Sotomayor has an excellent record in legal terms, she is a woman, and she is Hispanic. Obama won his sweeping election victory on Nov. 4, 2008, with very strong support from the Hispanic community and from female activists. There is no judge of Hispanic background currently on the court, and the president has also made clear he would like to have another female judge.
Another possibility is Diane Wood, a federal judge in Chicago who was a colleague of Obama at the University of Chicago.
Obama's own solicitor general, Elena Kagan, has also been tipped as a front-runner for the position, but she seems less likely precisely because she has hit the ground running so well for the White House so far. Obama has had more than his share of embarrassments in top-level appointments who had to withdraw, or who have proved controversial lightning rods for widespread criticism like Homeland Security Secretary Janet Napolitano and Treasury Secretary Timothy Geithner. He will want to hang on to the ones like Kagan who are doing well at this early point in his administration. When Ginsburg steps down, Kagan may be the president's choice to succeed her.
Souter's timing is also striking in that it comes right after the president and the ruling Democrats in both houses of Congress are celebrating the defection to their ranks of Pennsylvania's senior senator, Arlen Specter, after more than 28 years as a Republican in the upper chamber. Once comedian Al Franken is finally confirmed as the junior senator from Minnesota after an endless marathon of recounts in his contest against incumbent Sen. Norm Coleman, R-Minn., that will give the Dems their coveted 60-seat majority in the Senate sufficient to cut off any filibusters. And that, in turn, means that the Republican rump in the Senate will be cut off from any effective blocking procedure to prevent Obama pushing through any Supreme Court nominee he likes.

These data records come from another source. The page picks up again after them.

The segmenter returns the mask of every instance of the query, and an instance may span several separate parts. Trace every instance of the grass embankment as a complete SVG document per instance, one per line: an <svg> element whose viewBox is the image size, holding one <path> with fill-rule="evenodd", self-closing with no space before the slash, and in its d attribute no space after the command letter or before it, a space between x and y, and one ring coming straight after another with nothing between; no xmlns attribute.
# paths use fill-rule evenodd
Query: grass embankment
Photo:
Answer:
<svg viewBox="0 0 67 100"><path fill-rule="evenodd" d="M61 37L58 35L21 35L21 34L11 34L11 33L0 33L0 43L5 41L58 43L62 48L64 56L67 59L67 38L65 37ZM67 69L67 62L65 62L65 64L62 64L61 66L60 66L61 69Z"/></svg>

Specter has been a powerful figure on the Senate Judiciary Committee over the decades. He has pledged not to be a rubber stamp for the White House in his new incarnation as a Democrat, and in fact he did vote against the budget this week. But he is very likely to support the nomination of a liberal-leaning Supreme Court justice.
Obama may get to choose three Supreme Court justices during his first couple of years in office, a highly unusual occurrence. If that happens, he will be able to renew the current liberal majority on the court for another generation, but he will not be increasing it, as the justices he will be replacing were all staunch liberals themselves.
But Obama should steel himself for the likelihood that whoever he appoints to succeed Souter or anyone else may surprise and confound him. Over the past 70 years that has happened a remarkable amount of the time to any president who thought he could shape the decisions of America's highest court of law.